Japarov, dans son entretien avec Kabar, a tenté de tracer une ligne dans le sable, arguant que le gouvernement permettrait aux gens de légaliser les propriétés et les sommes qu’ils ont peut-être précédemment cachées et d’aller de l’avant en vertu de la loi – ce qui suggère que c’est une partie de l’hésitation à adopter des techniques comptables modernes. Nous l’avons déjà vu dans le phénomène connu sous le nom de kusturizatsie. Dans un brin de bravade, Japarov a promis de commencer : « Je vais commencer moi-même. Bientôt, vous saurez combien de propriétés je possède.
Japarov a allégué dans son remarques à Dordoi, des forces anonymes utilisaient les marchands comme armes, dans l’espoir d’une nouvelle révolution au Kirghizistan. Les vendeurs qui ont parlé à RFE/RL a rejeté cette accusation.

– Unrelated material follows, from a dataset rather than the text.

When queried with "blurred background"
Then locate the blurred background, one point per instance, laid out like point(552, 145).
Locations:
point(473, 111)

Après avoir repoussé la date limite lors de sa comparution à Dordoi, Japarov a répondu à une question de Kabar quant à savoir si ceux qui encourageaient les gens à manifester resteraient « impunis ». Il a déclaré : « S’ils continuent à se rassembler ainsi, nous résoudrons leur problème en cinq secondes. Au nom du gouvernement, nous introduisons une gestion externe sur les marchés, tout comme la gestion externe a été introduite à Kumtor.
Kumtor, une ancienne mine d’or exploitée au Canada, a été nationalisée par le gouvernement de Japarov en 2021 via un mécanisme de « gestion externe ».
D’une certaine manière, l’évolution de cette question reflète celle de l’affaire Kempir-Abad, dans laquelle l’incapacité de Bichkek à expliquer de manière adéquate ses décisions politiques et leur impact sur la population a conduit à des protestations publiques. Dans l’affaire Kempir-Abad, un accord frontalier sans doute favorable est devenu un point de discorde et, au lieu de s’occuper de la critique, le gouvernement kirghize a emprisonné le dissidents, les accusant de préparer des émeutes. Cela doit sûrement traverser l’esprit de ceux qui s’opposent à la poussée fiscale.